We envisage that personalised perception of features, such as risk, enables users to have freedom and consistency in their thought process without having any clear idea about the policy terms. Trust is an inherently subjective phenomenon. Whilst this is often stated, it makes sense to repeat it occasionally. As we have noted before [24, 25] the systems that we and others build that ‘use’ trust should be seen in the light of empowerment through trust reasoning, not enforcement through mandating trust decisions. In accord with this position, we conjecture that there is a great deal to be gained from making as many parameters of the trust reasoning process as subjective and tailored to the specific user as possible. The use of subjective viewpoints of policies and the risks associated with them is a step in this direction. The hypothesis, then, is that subjective parameters increase the efficacy, tailorability and understandability of the computational trust reasoning process and its alignment to human users. An additional hypothesis is that trust models built with such subjective notions tied to them are likely to be more robust against attacks that exploit homogeneity.

It goes without saying, of course, that intuitively there is sense here, whilst practically, much still needs to be done to confirm the intuition.
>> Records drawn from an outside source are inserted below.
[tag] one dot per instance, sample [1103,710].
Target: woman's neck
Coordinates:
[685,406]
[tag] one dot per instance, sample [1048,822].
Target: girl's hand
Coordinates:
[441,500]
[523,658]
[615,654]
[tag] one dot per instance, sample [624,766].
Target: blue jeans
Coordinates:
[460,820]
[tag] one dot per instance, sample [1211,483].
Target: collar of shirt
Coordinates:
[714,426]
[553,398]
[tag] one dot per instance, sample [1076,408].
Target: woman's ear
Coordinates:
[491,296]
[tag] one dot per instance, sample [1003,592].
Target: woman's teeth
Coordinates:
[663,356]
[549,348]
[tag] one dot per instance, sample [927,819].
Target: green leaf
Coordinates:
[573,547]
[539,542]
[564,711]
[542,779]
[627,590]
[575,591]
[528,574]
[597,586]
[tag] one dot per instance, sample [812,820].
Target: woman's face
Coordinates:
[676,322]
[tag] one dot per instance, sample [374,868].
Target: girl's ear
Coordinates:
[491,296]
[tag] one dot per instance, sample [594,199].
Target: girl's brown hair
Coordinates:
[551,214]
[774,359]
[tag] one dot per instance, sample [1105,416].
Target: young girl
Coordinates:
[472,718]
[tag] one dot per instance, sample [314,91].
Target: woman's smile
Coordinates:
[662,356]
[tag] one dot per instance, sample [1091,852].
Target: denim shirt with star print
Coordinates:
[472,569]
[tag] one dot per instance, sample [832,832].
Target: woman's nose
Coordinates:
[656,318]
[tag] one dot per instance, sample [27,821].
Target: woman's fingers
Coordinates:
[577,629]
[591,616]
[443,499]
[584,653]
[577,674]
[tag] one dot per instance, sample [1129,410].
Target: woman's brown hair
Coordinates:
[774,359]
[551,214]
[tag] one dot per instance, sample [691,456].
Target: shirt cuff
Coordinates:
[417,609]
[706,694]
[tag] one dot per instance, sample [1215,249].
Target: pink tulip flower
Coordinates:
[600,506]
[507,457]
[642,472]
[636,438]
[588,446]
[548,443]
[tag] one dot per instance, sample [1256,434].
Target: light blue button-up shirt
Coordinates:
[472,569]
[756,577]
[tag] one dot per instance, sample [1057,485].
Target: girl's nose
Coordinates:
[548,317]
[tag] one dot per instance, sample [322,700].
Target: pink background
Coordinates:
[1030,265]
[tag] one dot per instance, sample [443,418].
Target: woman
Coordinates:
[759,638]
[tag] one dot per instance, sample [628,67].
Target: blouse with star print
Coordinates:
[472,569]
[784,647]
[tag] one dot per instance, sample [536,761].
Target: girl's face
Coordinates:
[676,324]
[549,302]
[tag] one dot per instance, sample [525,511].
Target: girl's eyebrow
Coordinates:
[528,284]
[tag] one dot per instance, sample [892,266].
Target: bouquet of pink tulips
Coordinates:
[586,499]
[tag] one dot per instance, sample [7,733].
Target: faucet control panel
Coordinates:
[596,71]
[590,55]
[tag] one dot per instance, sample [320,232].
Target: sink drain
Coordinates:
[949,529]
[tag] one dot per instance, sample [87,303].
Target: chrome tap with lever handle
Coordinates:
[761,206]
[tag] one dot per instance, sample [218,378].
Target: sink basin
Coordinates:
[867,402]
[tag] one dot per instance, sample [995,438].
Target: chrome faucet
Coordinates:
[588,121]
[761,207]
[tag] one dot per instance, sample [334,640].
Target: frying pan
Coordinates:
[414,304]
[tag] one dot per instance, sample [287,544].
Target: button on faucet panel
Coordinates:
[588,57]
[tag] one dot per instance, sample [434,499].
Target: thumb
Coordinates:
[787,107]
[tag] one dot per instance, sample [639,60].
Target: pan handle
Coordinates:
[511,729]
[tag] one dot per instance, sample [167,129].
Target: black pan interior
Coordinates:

Future work is planned that will work toward confirming our hypotheses, including user studies and simulations.

6 Conclusions and Future Work

In this position paper, we have introduced a novel idea for personalised quantification of emotive perceptions, such as privacy risks, associated with policies that, we believe, could assist users in making decisions through trust empowerment. The evaluation of the proposed scheme using the technology acceptance testing (TAM) and the consideration of semantic dependencies of policy terms, amongst others, are avenues of future work.